さらに、飛騨市美術館で開催中の『「君の名は。」展』(会期:2月19日まで)にも参りました。企画書や絵コンテ、設定資料など約300点の展示があり、見応えたっぷりです。15日には飛騨市古川町の伝統的行事である三寺まいりが開催されました。三寺まいりとは、浄土真宗のお寺にまつわる行事です。毎年1月15日の晩、人々が町内の三寺(円光寺・真宗寺・本光寺)を巡拝し、各お寺で勤行に加わるというものです。明治・大正期には長野へ糸引きの一年奉公を終え、着飾った娘たちが勤行に加わり、男女の出会いが生まれたことから、現在では縁を結ぶ行事としても受け入れられています。
古川町にある、歴史的なまちなみ(瀬戸川と白壁土蔵群)のなかには、巨大な和ろうそくが建てられ火が灯されます。また瀬戸川沿いでは、千本ろうそくが立てられ、灯籠流しも行われます。和装の女性たちが千本ろうそくを立て、祈りを捧げる姿はなんとも神秘的です。
14~15日は、強い寒波の襲来で、飛騨地方も大雪に見舞われました。道路の視界不良や高山本線の一部区間通転見合わせ等もあり、例年の1/3程度の客足だったそうですが、それでもなお多くの観光客で賑わいました。
先週末からは中国の春節が始まり、中国人観光客が飛騨市に殺到しているとのテレビ報道がありました。アニメをきっかけに、外国人に日本の地方都市の魅力を知ってもらう絶好の機会ですね。

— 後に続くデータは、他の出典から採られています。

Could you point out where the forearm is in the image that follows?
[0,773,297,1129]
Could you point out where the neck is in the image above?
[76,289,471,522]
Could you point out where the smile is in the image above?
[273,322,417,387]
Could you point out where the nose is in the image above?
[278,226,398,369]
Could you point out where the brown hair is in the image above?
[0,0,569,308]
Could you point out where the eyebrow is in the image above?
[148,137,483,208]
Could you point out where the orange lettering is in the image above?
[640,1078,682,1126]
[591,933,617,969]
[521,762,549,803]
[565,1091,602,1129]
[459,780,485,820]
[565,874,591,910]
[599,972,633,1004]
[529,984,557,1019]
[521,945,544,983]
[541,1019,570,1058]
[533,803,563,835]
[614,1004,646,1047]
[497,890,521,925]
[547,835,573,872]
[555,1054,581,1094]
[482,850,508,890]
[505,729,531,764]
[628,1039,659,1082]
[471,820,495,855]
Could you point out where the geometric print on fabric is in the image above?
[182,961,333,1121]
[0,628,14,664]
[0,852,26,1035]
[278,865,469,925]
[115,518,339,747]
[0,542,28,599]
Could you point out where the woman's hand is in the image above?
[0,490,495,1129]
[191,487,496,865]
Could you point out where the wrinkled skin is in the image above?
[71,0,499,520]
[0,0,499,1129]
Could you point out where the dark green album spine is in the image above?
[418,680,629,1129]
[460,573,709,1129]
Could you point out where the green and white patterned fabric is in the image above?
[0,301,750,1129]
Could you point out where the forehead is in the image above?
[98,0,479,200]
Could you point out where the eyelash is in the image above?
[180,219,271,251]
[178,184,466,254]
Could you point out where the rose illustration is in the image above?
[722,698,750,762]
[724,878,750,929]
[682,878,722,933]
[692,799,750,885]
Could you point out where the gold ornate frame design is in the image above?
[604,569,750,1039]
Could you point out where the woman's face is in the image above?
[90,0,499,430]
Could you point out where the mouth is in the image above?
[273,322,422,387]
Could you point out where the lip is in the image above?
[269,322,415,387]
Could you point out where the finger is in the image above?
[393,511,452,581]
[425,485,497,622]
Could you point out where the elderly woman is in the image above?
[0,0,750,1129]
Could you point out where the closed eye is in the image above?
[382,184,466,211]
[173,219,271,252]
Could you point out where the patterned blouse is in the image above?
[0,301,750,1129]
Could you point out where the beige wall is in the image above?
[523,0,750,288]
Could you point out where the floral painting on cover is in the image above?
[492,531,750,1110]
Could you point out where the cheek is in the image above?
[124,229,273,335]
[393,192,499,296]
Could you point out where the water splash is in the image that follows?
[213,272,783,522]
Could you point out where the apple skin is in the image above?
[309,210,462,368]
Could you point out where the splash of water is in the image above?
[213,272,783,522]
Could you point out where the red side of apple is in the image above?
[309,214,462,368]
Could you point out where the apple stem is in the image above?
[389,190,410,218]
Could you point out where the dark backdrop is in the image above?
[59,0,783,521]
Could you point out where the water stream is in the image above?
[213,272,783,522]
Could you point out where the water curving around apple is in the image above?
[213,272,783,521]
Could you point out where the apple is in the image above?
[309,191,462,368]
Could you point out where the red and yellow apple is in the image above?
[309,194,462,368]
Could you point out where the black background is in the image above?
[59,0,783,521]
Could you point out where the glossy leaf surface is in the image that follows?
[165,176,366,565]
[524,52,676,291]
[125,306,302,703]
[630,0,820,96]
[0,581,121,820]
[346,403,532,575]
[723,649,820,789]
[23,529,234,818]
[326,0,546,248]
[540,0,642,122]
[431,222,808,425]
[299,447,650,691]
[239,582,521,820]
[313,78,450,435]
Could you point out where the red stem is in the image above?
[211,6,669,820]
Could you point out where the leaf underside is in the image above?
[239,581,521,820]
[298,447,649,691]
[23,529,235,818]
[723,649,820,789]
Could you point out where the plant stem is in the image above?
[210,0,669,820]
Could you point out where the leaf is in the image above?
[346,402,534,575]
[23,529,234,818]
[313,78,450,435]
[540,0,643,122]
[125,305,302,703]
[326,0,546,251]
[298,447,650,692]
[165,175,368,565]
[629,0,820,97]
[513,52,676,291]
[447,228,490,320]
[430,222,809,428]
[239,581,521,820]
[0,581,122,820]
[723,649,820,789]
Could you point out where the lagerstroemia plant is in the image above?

『君の名は。』については、アニメコンテンツの影響力が多分に大きいと考えられます。また、現地の感覚として今後は特に外国人観光客が増えると思われます。地元がファンを受け入れていく際に、例えば飛騨古川さくら物産館のようなファンが集える場所を充実させることは、絶好の「おもてなし」の方法であると考えられます。飛騨市を訪れるファンと地元の人々との間で作品に対する認識のすれ違いのないような「おもてなし」を、地元の人々が施すことが重要ではないでしょうか。最後に、(株)MICは今後も地域とアニメ文化を結ぶかけ橋を目指し、地元の方々と作品のファン両方に喜んで頂ける取り組み、また様々なエンターテイメントに関わる活動を展開して参ります。今後とも御愛顧下さいます様、何卒よろしくお願い申し上げます。